Anthony Clarke Booth
|Anthony Clarke Booth|
|Born||21 April 1846
|Died||8 December 1899 (aged 53)
Brierley Hill, Staffordshire
|Place of burial||St Michael's Churchyard, Brierley Hill|
|Unit||80th Regiment of Foot (Staffordshire Volunteers)|
Anthony Clarke Booth VC (21 April 1846 – 8 December 1899) was an English recipient of the Victoria Cross, the highest and most prestigious award for gallantry in the face of the enemy that can be awarded to British and Commonwealth forces.
Born in Carrington, Nottingham, he was 32 years old, and a sergeant in the 80th Regiment of Foot (Staffordshire Volunteers) (later The South Staffordshire Regiment), British Army during the Zulu War when the following deed took place for which he was awarded the VC.

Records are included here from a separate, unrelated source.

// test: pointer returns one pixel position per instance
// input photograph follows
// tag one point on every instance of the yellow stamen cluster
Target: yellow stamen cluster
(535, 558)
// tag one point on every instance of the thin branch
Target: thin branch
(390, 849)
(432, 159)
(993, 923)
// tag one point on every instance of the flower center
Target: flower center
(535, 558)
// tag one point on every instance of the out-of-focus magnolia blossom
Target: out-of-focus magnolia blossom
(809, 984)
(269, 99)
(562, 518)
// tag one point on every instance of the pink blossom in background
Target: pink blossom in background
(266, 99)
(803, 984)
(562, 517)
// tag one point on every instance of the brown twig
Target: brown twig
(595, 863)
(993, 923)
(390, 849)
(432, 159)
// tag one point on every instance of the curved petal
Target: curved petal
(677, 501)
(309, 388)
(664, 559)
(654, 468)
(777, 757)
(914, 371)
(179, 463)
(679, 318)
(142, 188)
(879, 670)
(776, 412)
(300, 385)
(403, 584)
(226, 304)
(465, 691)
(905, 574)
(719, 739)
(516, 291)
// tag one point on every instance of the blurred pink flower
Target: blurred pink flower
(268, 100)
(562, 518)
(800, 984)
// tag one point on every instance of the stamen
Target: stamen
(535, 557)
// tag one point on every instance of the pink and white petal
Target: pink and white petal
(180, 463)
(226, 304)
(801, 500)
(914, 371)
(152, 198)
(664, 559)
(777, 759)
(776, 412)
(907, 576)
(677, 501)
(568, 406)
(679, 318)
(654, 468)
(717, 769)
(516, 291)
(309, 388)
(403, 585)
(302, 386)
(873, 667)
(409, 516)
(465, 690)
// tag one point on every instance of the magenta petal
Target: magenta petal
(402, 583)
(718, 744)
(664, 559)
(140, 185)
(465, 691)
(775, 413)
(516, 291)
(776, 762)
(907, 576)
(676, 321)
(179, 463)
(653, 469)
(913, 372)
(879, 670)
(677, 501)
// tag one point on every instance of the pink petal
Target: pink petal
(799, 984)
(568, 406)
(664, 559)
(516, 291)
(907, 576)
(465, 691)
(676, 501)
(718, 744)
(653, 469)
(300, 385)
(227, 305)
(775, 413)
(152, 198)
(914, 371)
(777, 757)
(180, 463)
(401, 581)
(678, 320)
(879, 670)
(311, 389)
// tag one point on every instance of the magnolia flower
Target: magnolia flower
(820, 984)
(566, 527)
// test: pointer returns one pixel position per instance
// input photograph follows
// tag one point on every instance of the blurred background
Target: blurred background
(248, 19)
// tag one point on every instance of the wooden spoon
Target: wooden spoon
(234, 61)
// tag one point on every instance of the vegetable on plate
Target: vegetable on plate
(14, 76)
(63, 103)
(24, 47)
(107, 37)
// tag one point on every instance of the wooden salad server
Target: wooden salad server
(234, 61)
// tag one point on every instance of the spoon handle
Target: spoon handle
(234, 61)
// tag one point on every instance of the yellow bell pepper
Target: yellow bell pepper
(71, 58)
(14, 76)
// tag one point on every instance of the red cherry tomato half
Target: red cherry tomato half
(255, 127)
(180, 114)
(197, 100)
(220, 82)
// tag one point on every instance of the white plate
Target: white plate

On 12 March 1879 on the Intombe River, South Africa (Zulu War), during an attack by very large numbers of the enemy, Sergeant Booth rallied a few men on the south bank of the river and covered the retreat of 50 soldiers and others for a distance of three miles. Had it not been for the coolness displayed by this NCO not one man would have escaped. He later achieved the rank of Colour Sergeant.
The London Gazette has him as a colour sergeant, but on the day of the Battle of Ntombe, (or Battle of Intombe) he was actually a sergeant, his promotion came the following day to replace a colour sergeant killed in the action. The gazetting of his VC was delayed due to the fact the surviving officer from the action Lt. Henry Hollingworth Harward was court-martialled for cowardice, the trial commenced on 20 February 1880 and concluded on 27 February 1880. Harward escaped the charges brought against him for deserting his men and he resigned his commission in May 1880. During the course of the trial Booth's award appeared in the London Gazette on 24 February 1880.
His Victoria Cross is displayed at the Museum of the Staffordshire Regiment in Whittington, Staffordshire.